上記で介護業界の人間関係が複雑になりやすい要因を挙げました。
介護業界にいる限り、複雑になりやすい人間関係の中で過ごすことは仕方ないのでしょうか?
自分でもできる人間関係の改善手段はあるので、以下で記載していきます。
価値観の違いを理解する
先述したように、介護の業界は人を相手にする仕事なので、正解は介護を受ける対象者によって正解は異なります。
人によって価値観は異なるため、まずはそれぞれの価値観を知り、受け入れてみるといいかもしれません。
同調できるポイントを探してみましょう。
中立の立場を取る
職員による派閥が生まれる状況は、介護業界にも時には存在します。
どこかの派閥に無理に所属せず、中立的な立場を取ることは、人間関係を良くするために有効な手段です。
それぞれの派閥の同調ポイントに加えて、しっかり自分の意見も持っておくことが大事です。
普段から「自分は中立的な立場である」と示しておきましょう。
周囲との信頼関係を大事にする
日頃の態度や言葉遣いなどに気を付け、周囲の人たちとの信頼関係を築くようにしておきましょう。
いきなり人間関係を良好にすることが難しい場合は、相手のジェスチャーや言葉遣いなどを似せることを心がけ、安心感や親近感を抱いてもらうようにしましょう。
仕事以外に休みが取れる場所を用意する
同じ職場で同じ人間関係ばかりを築いていると、閉鎖的になって余計に疲れてしまいます。
そのため、職場以外の逃げ場を作ることがおすすめです。
例えば、介護業界に関係のない友人と会う時間や、趣味を満喫する時間など、自分をリラックスさせられる場所です。
陰口などには参加しない
陰口に参加することで、自分が意図しないうちに派閥に参加しているというパターンもあります。
そのため、陰口には極力参加しないことが大切です。
もしも陰口や悪口を振られたときは、「そうなんですね~」と軽く流してみてはいかがでしょうか?
日頃から、悪口には疎い自分を開示しておくことも有効かもしれません。
適度に自己開示をする
自分のささいな情報を開示しておくことで、相手にとっては親近感を抱き、仲良くなれるポイントになるかもしれません。
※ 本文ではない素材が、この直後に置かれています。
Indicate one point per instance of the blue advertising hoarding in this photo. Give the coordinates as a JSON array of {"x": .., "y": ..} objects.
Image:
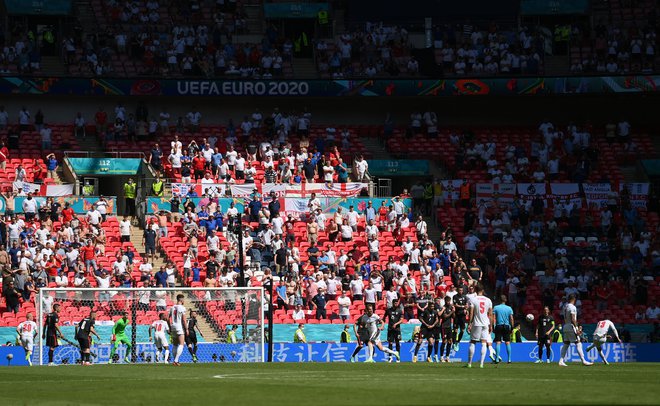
[
  {"x": 105, "y": 166},
  {"x": 335, "y": 352},
  {"x": 79, "y": 204}
]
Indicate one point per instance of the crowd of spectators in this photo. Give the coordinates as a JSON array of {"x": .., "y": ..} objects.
[
  {"x": 467, "y": 49},
  {"x": 177, "y": 39},
  {"x": 376, "y": 49},
  {"x": 22, "y": 49},
  {"x": 612, "y": 49}
]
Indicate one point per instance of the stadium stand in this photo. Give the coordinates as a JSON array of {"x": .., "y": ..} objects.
[{"x": 534, "y": 252}]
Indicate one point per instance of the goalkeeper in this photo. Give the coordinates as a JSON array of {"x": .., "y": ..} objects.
[{"x": 119, "y": 337}]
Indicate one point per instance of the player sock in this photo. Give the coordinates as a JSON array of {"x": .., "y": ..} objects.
[
  {"x": 470, "y": 353},
  {"x": 564, "y": 350},
  {"x": 580, "y": 352},
  {"x": 179, "y": 350},
  {"x": 483, "y": 353},
  {"x": 387, "y": 350}
]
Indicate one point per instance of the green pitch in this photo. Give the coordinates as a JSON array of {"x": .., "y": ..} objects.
[{"x": 330, "y": 384}]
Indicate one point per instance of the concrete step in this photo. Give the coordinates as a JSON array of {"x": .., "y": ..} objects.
[
  {"x": 632, "y": 174},
  {"x": 556, "y": 65},
  {"x": 304, "y": 68},
  {"x": 376, "y": 146},
  {"x": 53, "y": 65}
]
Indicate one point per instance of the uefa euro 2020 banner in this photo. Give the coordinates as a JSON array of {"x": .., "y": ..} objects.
[
  {"x": 288, "y": 205},
  {"x": 79, "y": 204},
  {"x": 500, "y": 86},
  {"x": 333, "y": 352}
]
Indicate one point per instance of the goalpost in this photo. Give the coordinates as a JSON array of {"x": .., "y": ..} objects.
[{"x": 230, "y": 324}]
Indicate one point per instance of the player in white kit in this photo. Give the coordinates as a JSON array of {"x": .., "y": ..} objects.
[
  {"x": 177, "y": 331},
  {"x": 374, "y": 326},
  {"x": 471, "y": 296},
  {"x": 27, "y": 330},
  {"x": 600, "y": 337},
  {"x": 480, "y": 325},
  {"x": 160, "y": 328},
  {"x": 571, "y": 333}
]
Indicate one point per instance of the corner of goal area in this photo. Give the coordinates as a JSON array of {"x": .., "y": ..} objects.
[{"x": 228, "y": 325}]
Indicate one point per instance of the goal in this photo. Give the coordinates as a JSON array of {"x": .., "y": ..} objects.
[{"x": 229, "y": 324}]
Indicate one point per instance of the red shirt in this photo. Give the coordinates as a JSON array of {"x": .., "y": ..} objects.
[
  {"x": 67, "y": 214},
  {"x": 101, "y": 117},
  {"x": 87, "y": 252},
  {"x": 199, "y": 163}
]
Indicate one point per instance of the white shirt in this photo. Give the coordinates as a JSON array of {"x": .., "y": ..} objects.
[
  {"x": 176, "y": 317},
  {"x": 27, "y": 329},
  {"x": 482, "y": 305},
  {"x": 125, "y": 227},
  {"x": 652, "y": 313},
  {"x": 344, "y": 306},
  {"x": 603, "y": 327},
  {"x": 346, "y": 231},
  {"x": 94, "y": 217},
  {"x": 357, "y": 286},
  {"x": 370, "y": 295},
  {"x": 569, "y": 311},
  {"x": 159, "y": 327},
  {"x": 390, "y": 296}
]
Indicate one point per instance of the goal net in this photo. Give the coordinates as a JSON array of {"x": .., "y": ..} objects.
[{"x": 228, "y": 325}]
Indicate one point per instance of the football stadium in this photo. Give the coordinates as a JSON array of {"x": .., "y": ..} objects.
[{"x": 341, "y": 201}]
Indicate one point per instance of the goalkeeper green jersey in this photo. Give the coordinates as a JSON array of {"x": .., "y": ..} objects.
[{"x": 120, "y": 327}]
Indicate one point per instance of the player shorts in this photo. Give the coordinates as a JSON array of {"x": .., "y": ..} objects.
[
  {"x": 393, "y": 335},
  {"x": 544, "y": 340},
  {"x": 569, "y": 334},
  {"x": 84, "y": 343},
  {"x": 447, "y": 333},
  {"x": 502, "y": 333},
  {"x": 176, "y": 331},
  {"x": 191, "y": 339},
  {"x": 480, "y": 333},
  {"x": 160, "y": 341},
  {"x": 364, "y": 337},
  {"x": 51, "y": 341},
  {"x": 426, "y": 332},
  {"x": 27, "y": 343},
  {"x": 459, "y": 321},
  {"x": 599, "y": 340},
  {"x": 437, "y": 332}
]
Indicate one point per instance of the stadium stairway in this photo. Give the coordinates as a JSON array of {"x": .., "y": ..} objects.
[
  {"x": 53, "y": 65},
  {"x": 305, "y": 68}
]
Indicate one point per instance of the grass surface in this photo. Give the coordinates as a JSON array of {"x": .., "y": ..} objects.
[{"x": 330, "y": 384}]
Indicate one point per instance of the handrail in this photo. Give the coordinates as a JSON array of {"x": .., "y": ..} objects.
[{"x": 104, "y": 154}]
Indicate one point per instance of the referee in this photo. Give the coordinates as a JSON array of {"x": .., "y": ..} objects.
[
  {"x": 503, "y": 324},
  {"x": 83, "y": 331}
]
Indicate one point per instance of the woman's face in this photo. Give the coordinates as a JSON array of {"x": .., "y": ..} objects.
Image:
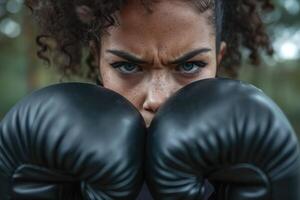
[{"x": 149, "y": 56}]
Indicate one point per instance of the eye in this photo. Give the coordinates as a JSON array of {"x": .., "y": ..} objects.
[
  {"x": 126, "y": 67},
  {"x": 190, "y": 67}
]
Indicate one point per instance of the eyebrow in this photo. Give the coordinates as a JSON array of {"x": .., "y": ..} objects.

しかし、あまり多くの情報を開示すると面倒なことになったり、のろけや自慢に捉えられることもあるため、ほどほどの会話にすることが大切です。
自身の会話を振り返る
個人の価値観によって同僚と意見が異なることなどで、人間関係を複雑にする要素がたくさんあります。
しかし、自分の会話を振り返ることも大切です。
「自分も価値観を押し付けることを言っていないか」「失礼な態度を取っていないか」など、自分で反省して人間関係を改善できる場合もたくさんあるからです。
そういう人だと割り切る
一方的にうわさ話や悪口を持ちかけられると、うんざりしてしまいますよね。
価値観を曲げない人との仕事も疲れてしまうこともありますが、「この人はそういう人なんだ」と割り切ってしまうと楽になるかもしれません。
自分が疲れる人間関係にどっぷりと浸かる必要はないということを念頭に置いておきましょう。
それでも介護現場の人間関係が辛いと感じたら
さまざまな業界でも当てはまるはずですが、特に介護業界は人間関係が複雑になりやすい要素があります。
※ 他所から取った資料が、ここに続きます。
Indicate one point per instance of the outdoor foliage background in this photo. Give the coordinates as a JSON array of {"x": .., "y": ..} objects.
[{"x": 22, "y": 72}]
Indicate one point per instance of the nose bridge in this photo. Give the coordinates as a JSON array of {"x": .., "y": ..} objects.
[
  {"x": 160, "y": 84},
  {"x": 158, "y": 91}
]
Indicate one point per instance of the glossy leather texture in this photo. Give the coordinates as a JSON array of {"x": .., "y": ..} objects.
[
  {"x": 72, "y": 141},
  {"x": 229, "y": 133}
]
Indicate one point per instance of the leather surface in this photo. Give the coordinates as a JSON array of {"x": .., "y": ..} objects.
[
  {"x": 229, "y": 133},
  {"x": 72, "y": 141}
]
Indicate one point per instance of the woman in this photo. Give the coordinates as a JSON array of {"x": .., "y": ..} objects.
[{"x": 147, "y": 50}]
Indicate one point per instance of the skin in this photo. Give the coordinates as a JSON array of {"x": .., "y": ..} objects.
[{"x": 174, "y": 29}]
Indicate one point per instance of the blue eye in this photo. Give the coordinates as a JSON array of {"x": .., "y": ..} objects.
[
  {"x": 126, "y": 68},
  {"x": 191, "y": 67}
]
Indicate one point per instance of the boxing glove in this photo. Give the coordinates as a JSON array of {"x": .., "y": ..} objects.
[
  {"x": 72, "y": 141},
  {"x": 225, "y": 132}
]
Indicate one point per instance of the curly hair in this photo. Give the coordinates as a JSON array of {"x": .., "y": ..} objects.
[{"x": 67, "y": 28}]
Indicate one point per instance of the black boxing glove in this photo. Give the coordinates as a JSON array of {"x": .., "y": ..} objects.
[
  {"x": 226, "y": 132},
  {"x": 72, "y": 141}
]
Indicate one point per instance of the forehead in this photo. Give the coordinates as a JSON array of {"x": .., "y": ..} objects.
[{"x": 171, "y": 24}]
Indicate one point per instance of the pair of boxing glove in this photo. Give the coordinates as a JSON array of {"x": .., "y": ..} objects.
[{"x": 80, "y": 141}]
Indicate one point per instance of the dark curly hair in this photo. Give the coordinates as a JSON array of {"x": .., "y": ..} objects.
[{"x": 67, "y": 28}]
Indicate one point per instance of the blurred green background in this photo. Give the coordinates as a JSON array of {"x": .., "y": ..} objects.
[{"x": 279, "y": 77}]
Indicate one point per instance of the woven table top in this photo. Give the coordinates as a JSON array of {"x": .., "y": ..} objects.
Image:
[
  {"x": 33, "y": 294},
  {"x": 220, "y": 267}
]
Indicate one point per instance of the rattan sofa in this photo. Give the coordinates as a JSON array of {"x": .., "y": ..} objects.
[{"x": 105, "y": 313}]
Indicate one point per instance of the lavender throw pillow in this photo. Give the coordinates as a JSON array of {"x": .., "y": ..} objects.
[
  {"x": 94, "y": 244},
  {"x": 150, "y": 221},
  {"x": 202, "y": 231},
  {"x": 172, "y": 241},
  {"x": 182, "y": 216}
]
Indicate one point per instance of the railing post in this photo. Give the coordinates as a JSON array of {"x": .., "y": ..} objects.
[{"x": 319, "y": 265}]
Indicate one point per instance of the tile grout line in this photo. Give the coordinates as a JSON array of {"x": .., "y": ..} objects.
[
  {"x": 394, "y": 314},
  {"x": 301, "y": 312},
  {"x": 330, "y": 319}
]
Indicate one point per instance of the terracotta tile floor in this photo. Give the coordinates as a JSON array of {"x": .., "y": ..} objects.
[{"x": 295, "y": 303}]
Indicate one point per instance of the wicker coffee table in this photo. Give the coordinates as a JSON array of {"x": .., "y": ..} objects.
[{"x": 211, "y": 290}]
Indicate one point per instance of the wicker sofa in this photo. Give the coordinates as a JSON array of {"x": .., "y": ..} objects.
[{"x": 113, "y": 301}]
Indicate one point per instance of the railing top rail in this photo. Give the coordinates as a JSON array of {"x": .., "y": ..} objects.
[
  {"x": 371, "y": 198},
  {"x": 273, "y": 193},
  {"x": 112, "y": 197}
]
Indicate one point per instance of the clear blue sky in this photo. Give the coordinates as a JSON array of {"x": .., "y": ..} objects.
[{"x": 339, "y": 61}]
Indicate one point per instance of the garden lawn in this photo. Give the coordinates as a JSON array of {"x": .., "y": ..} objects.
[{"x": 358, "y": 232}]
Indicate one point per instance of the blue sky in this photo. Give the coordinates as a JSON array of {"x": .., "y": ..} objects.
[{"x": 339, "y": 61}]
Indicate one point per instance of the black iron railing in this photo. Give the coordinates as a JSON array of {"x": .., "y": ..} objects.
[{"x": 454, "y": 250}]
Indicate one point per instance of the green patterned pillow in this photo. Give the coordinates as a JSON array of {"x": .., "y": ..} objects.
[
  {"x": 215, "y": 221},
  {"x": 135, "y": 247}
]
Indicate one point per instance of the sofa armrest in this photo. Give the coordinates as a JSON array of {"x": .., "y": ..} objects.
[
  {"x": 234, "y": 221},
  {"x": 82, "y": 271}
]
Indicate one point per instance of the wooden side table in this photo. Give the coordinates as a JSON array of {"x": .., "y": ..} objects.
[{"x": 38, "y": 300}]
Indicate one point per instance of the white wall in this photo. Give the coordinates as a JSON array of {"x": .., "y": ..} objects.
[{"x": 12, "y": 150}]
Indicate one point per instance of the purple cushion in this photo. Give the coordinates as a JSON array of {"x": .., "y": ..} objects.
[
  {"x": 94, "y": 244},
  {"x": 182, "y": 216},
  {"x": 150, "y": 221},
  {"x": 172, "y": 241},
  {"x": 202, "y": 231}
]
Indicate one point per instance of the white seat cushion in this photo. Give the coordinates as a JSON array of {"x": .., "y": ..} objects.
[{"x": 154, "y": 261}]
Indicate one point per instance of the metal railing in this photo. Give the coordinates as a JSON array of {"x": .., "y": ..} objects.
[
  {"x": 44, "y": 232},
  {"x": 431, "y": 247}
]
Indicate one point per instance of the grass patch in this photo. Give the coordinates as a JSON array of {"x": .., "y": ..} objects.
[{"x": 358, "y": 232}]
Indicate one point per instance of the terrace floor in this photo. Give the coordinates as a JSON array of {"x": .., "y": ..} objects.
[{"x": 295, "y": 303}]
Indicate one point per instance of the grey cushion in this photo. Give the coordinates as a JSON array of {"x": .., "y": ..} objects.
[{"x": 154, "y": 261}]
自分で人間関係を改善しようと思っても、なかなか上手くいかず辛く感じることも多いでしょう。
ここでは介護業界で人間関係が辛いと感じた時の対応について紹介していきます。
退職し他業界に転職する
思い切って全く違う業界に転職することもひとつの手です。
全く異なる業界への転職は心細いかもしれませんが、介護業界で培った体力や人間関係の乗り切り方など、アピールできるポイントはたくさんあります。
また、若い方が再スタートとして捉えられやすく、転職のハードルは高くないかもしれません。
別の介護施設に異動する
介護施設と一言で表しても、老人ホームでも10種類以上あり、自分に合った職場が別にあるかもしれません。
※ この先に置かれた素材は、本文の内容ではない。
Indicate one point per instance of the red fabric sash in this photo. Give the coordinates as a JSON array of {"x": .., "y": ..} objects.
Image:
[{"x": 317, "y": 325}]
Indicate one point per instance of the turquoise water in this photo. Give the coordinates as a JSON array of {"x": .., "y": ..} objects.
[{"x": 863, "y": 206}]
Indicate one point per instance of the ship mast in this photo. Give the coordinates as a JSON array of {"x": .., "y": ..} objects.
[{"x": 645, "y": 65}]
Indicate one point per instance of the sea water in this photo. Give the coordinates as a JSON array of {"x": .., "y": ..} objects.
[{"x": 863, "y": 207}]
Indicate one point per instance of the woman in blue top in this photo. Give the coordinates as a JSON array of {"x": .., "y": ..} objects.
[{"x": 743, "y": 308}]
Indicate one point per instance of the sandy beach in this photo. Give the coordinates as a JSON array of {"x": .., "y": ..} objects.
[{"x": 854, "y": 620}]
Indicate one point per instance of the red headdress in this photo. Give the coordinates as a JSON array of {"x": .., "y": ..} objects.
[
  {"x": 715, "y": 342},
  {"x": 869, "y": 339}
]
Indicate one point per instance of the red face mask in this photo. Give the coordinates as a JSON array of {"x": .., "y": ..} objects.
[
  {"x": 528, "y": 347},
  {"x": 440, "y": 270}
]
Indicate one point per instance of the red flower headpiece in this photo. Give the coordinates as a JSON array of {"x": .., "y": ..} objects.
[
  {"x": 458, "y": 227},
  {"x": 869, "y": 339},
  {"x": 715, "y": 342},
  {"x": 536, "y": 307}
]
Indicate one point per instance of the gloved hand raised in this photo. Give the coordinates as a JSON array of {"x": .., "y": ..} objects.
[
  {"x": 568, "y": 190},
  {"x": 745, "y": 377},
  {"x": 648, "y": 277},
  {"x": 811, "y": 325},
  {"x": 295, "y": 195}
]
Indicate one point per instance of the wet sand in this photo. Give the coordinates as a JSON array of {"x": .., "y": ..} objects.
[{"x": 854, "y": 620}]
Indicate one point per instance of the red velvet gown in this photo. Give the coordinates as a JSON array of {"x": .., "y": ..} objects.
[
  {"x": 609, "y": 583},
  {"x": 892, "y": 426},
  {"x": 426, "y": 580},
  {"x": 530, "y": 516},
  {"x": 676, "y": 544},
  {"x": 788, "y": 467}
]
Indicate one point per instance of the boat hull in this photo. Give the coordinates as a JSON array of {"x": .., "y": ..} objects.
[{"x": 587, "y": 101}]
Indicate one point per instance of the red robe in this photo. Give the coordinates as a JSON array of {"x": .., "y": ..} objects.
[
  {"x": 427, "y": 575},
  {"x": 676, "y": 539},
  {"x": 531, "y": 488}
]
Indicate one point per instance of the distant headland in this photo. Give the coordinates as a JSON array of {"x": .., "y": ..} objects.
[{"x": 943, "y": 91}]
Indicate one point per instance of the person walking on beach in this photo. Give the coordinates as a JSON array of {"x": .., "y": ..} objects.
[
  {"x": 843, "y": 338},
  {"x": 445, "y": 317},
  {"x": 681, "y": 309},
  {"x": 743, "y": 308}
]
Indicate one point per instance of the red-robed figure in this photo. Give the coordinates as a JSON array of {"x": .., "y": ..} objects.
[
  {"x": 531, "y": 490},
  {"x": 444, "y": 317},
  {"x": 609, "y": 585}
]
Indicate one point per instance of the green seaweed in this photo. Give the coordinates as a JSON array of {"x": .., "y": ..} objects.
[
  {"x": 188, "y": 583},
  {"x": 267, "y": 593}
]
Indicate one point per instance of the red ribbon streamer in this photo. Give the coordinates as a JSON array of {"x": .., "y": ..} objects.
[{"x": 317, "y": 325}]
例えば特別養護老人ホームは複数の職員がいるためチームプレイがしやすいなど、自分にとっての得意分野を見つけてみましょう。
各施設のメリット、デメリットを事前に調べることが大切になります。
経験が活かせる業界は?
完全に介護と決別しなくとも、介護に間接的に関わる仕事があります。
介護事務、介護タクシー、保育士など、今までの経験を上手く活かせる業界を探してみてはいかがでしょうか?
人間関係は介護士が離職する主な原因
介護労働者の離職率は令和2年度現在、14.9%となっており、年々離職率は減少しております。
離職者の中でも勤続年数が短い労働者が多く、離職した理由として「職場の人間関係に不満があった」が23.9%であり、男女共に最も多い理由となっております。
介護職場で人間関係が悪いことや不満があることは少なくありません。
介護労働者の調査から、職場での人間関係等の悩みや不安、不満等を抱えている介護労働者は約6割もいることがわかっております。
部下からの指導が厳しいことや上司と合わない、同僚と意思疎通が取れないなどさまざまな悩みを抱えている方が多く見られます。
職場によっては相談窓口が設けられていることもあります。
抱え込まずに早めに相談しましょう。
苦手な人との関わり方には一工夫を!
職場環境を改善したり、自分でできる限りのことをしても、どうしても苦手な人というのはいるかもしれません。
そのような苦手な人との関わり方について、工夫できることはあります。
まず、自分とは異なる意見に真っ向から反対するのではなく、一度冷静になって引いてみると、意外と衝突しなくても済むかもしれません。
その他にも、自分の仕事で認められるように努力する、誰にでも優しく接することを心がけるなど、自分の意識や行動次第で人間関係が良くなる場合もあります。
自分ではどうしようもないときは距離を置くと同時に、自分を磨くことで改善できる場合は努力してみると、苦手な人との付き合い方も変わるかもしれません。
利用者と人間関係を築くには?
介護施設の利用者と人間関係を築くために、介護職としてひたむきで、明るくコミュニケーションがとれる人が必要とされております。
利用者は自分と向き合ってくれる人を求めており、一般的な会話だけでなく、楽しみを与えてくれる介護職員は貴重な存在となると考えられます。
利用者アンケートで介護施設を利用することで嬉しかったと感じたことについて尋ねた質問では、「介護職員や知り合いとの日常会話」と答えた方が最も多く見られました。
利用者は介護職員からの特別な声かけや配慮ではなく、日常生活の中で交わされる普段の会話が最も嬉しく感じているのです。
利用者に孤独を感じさせない人間関係を築くことが大切なのです。
介護と人間関係のまとめ
ここまで介護関連の仕事での人間関係についてお伝えしました。
要点を以下にまとめます。
- 介護業界での仕事は、人と関わる仕事なうえ、年齢層がバラバラという要素がある
- 介護における人間関係をより良くするには、苦手な人とは極力付き合わない、職場以外の逃げ場を作るなどが有効
- 介護業界で人間関係が辛いと感じたら、別業界への転職や、別施設への移動などの手段がある
これらの情報が少しでも皆様のお役に立てば幸いです。
最後までお読みいただきありがとうございました。